In March 2017, the FDA released a statement that confirmed a relationship between implants and the development of anaplastic large-cell lymphoma. Information released by the American Society of Plastic Surgeons, shortly after the FDA announcement, reported the following information. This is a T-cell lymphoma that is not breast cancer. The studies suggest that textured implants are the only common thread with this phenomenon, estimated to occur at 1:30,000 worldwide, but smooth-surfaced implants cannot be excluded. Anaplastic large-cell lymphoma has been seen with both saline and gel implants. This usually presents as a delayed seroma or acute expansion of the mound once the patient has recovered from the procedure. Diagnosis requires fluid aspiration and immunohistochemistry and should be discussed with the pathologist so the proper studies on the fluid are done to rule this out or confirm the diagnosis. A multidisciplinary approach is recommended if this diagnosis is made with positron emission tomography/computed tomography and MRI helpful in management. If there is no spread, a complete capsulectomy with implant removal is considered curative, as incomplete capsulectomies have been associated with recurrence and a poorer prognosis.

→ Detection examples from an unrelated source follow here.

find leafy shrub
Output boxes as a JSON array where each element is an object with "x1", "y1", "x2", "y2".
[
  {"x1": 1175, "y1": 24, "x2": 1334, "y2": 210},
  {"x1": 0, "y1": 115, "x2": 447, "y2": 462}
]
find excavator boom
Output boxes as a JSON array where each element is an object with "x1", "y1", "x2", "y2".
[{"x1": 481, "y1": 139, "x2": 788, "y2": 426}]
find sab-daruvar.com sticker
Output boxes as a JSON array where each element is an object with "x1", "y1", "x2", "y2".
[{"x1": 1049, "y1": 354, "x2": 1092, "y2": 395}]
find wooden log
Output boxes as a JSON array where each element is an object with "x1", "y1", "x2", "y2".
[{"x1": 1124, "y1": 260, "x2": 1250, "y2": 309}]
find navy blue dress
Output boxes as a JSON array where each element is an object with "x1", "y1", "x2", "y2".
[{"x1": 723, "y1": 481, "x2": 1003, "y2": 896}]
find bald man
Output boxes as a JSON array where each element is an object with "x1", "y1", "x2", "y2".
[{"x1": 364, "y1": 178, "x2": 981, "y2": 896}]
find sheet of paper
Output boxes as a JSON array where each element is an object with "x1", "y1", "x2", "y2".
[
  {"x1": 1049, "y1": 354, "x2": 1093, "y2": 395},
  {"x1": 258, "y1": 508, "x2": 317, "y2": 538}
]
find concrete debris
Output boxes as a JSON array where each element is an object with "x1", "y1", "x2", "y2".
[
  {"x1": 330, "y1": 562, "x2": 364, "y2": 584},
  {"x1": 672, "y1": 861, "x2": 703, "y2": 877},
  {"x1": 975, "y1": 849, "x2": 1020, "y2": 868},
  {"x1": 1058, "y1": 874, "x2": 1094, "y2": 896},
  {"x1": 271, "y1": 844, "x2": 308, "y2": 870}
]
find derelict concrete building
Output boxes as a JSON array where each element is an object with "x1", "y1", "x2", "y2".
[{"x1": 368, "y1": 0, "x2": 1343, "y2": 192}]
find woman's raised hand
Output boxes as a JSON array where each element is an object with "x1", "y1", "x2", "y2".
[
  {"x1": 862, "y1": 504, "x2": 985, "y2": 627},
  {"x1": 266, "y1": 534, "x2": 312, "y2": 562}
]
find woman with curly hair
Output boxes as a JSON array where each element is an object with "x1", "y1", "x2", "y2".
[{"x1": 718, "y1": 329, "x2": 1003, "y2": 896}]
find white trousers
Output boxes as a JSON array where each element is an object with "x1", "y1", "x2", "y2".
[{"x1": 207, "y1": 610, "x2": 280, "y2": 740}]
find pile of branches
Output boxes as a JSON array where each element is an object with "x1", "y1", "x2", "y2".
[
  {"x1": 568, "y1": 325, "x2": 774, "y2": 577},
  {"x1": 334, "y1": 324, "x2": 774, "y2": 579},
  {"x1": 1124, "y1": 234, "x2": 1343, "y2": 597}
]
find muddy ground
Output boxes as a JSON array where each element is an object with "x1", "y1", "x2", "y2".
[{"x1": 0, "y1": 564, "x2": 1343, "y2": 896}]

Enhancing Healthcare Team Outcomes
Plastic surgeons primarily insert breast implants. When patients seek a breast implant, the primary care clinician should have some knowledge about the implants. Implants come in varying profiles of the same volume, which changes the shape and base width with each profile. Implants are selected based on anatomic measurements taken during consultation while accounting for the desired volume. Patients should be informed of the benefits and risks of the different cohesivities, fillers, styles, shapes, and surfaces of the implants and make a choice that is best for them. As for what brand surgeons use, it truly is personal preference, often guided by the service provided by the manufacturer or the surgeon's experiences. The outcomes for most patients who undergo implants are good to excellent.[14] Clinicians are involved in patient education and follow-up, informing the interprofessional team of important changes in patient status.